Compliance at Vani

ISO/IEC 27001 is one of the most widely recognized independent international security standards. This certificate is awarded to organizations that comply with ISO's high global standards. Vani has earned ISO/IEC 27001:2013 certification for Applications, Systems, People, Technology, and Processes

ISO/IEC 27701 is an extension to the ISO/IEC 27001 and ISO/IEC 27002 standards for privacy management within the context of the organization. The certification standard is designed to enhance the existing Information Security Management System (ISMS) with additional requirements in order to establish, implement, maintain, and continually improve a Privacy Information Management System (PIMS).
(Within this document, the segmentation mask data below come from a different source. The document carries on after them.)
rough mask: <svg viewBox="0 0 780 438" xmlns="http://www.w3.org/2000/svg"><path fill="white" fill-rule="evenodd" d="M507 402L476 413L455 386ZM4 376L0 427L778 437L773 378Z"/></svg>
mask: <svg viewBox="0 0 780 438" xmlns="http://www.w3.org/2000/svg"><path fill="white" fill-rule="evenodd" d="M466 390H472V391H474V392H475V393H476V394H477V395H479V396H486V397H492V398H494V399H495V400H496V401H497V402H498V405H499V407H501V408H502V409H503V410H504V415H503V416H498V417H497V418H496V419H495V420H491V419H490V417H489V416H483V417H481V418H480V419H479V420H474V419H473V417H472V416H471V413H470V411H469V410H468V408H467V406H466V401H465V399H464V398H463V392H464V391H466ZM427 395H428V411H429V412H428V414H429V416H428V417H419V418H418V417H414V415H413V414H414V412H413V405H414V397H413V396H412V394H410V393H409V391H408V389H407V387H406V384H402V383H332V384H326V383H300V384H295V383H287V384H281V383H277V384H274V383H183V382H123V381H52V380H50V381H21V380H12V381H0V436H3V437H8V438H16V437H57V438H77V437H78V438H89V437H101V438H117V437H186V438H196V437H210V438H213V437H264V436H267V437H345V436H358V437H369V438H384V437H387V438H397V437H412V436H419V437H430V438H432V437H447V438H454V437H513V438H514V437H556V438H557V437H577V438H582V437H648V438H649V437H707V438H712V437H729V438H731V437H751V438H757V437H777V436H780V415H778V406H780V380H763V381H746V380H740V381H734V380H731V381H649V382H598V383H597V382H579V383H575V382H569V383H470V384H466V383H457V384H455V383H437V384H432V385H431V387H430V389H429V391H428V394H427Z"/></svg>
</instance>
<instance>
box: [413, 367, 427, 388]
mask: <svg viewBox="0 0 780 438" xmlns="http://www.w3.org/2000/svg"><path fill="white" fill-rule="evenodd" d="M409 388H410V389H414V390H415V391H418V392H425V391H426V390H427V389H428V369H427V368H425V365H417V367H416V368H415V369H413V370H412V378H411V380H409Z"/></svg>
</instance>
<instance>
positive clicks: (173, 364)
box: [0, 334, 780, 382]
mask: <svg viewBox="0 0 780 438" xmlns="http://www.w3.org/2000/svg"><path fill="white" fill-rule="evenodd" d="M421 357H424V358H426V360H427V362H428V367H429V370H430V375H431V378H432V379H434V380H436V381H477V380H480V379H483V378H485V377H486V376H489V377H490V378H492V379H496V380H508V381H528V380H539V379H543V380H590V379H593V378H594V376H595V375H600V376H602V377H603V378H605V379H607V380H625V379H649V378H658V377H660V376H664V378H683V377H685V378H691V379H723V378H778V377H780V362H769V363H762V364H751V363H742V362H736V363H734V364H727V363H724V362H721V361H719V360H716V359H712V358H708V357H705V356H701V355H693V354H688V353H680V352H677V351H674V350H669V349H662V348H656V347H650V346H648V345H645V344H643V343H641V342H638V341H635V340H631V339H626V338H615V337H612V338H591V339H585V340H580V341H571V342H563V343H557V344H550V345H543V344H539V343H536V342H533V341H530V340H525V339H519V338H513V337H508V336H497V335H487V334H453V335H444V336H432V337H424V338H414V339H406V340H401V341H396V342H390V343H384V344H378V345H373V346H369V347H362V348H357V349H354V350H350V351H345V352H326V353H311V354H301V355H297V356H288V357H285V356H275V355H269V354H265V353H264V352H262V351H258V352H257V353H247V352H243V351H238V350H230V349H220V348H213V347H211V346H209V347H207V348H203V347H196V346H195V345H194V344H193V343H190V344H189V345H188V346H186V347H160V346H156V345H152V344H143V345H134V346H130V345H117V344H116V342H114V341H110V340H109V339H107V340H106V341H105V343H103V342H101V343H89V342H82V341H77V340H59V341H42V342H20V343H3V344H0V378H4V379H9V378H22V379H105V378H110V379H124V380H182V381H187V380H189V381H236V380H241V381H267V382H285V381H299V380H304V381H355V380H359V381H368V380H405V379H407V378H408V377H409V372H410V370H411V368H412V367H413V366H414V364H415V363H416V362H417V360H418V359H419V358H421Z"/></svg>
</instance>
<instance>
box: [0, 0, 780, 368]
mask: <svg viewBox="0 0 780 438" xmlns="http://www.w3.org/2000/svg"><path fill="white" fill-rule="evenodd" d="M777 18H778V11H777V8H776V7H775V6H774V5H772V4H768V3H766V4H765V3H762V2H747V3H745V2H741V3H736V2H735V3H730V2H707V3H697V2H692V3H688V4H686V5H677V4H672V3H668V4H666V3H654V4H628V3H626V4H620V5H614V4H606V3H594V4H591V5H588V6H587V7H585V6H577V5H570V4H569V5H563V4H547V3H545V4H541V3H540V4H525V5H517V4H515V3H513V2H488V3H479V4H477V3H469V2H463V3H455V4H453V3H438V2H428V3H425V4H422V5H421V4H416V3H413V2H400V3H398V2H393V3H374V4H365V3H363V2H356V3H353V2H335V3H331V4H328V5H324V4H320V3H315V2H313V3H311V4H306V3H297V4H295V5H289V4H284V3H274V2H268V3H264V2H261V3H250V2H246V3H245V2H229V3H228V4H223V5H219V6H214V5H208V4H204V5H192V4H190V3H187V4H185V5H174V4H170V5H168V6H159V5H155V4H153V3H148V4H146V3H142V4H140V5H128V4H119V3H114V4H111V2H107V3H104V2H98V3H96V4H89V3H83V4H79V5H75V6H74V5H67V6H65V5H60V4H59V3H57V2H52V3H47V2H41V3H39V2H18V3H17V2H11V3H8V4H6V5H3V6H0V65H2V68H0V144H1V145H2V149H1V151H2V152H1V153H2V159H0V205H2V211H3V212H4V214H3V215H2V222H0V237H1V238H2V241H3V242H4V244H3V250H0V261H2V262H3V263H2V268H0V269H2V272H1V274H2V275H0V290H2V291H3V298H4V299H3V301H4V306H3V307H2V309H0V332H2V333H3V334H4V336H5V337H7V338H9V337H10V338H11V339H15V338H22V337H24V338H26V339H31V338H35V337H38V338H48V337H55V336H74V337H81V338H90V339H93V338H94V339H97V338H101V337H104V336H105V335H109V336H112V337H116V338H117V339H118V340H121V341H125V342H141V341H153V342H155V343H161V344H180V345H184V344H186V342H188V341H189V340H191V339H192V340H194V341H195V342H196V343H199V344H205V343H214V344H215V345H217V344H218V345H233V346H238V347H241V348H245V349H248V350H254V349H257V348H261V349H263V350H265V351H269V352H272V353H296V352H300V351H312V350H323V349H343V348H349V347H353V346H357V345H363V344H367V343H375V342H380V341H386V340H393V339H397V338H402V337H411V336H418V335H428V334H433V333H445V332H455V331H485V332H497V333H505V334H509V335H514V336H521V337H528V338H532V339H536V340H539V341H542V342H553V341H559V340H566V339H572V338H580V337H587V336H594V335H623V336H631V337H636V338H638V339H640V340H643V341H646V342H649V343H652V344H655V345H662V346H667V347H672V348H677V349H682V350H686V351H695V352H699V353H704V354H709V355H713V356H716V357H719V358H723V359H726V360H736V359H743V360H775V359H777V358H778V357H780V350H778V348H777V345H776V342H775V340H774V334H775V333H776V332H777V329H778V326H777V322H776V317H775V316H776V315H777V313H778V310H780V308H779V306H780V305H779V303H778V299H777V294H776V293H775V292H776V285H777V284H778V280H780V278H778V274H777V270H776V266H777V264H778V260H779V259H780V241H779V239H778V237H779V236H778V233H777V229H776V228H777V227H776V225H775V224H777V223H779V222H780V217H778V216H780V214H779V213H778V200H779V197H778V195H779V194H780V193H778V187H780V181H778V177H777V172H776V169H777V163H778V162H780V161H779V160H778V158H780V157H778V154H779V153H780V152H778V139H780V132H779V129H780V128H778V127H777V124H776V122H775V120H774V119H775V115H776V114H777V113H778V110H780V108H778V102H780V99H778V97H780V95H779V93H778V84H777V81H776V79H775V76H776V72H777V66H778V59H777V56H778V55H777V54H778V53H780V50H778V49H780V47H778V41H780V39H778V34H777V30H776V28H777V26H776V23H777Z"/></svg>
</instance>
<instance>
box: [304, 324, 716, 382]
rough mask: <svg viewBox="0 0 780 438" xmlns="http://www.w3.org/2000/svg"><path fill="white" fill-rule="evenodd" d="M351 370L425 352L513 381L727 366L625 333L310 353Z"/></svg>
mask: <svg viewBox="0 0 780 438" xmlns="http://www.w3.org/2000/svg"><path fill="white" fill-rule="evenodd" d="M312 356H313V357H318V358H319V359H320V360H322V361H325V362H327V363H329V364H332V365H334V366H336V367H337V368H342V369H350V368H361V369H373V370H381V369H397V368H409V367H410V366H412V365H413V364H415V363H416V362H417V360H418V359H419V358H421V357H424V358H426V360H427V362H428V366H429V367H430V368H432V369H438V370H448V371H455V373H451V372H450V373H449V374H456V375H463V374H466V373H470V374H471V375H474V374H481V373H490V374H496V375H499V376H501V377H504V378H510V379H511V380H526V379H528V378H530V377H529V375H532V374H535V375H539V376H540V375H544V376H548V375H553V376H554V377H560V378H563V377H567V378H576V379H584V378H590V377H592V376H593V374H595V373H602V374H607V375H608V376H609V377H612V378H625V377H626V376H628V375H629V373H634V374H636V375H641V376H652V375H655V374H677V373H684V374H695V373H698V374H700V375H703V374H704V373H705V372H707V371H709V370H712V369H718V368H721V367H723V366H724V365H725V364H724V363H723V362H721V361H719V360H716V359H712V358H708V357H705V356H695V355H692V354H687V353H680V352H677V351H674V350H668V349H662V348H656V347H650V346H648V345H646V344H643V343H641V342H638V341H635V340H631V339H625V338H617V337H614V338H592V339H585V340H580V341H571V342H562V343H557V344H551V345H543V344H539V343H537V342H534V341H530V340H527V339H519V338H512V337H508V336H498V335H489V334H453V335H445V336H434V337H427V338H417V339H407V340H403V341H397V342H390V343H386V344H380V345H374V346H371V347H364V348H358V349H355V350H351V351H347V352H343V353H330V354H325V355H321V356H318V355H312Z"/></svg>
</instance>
This standard enables organisations to demonstrate compliance with the various privacy regulations around the world that are applicable to them.

ISO/IEC 27017 gives guidelines for information security controls applicable to the provision and use of cloud services by providing additional implementation guidance for relevant controls specified in ISO/IEC 27002 and additional controls with implementation guidance that specifically relate to cloud services.

Vani is certified with ISO/IEC 27017:2015 - Information technology - Security techniques - Code of practice for information security controls based on ISO/IEC 27002 for cloud services.

ISO/IEC 27018 establishes commonly accepted control objectives, controls and guidelines for implementing measures on safeguarding the PII that is processed in a public cloud. These controls are an extension of ISO/IEC 27001 and ISO/IEC 27002, ISO/IEC 27018 which provide guidance to organizations concerned about how their cloud providers are handling personally identifiable information (PII).

Vani is SOC 2 Type II compliant. SOC 2 is an evaluation of the design and operating effectiveness of controls that meet the AICPA's Trust Services Principles criteria.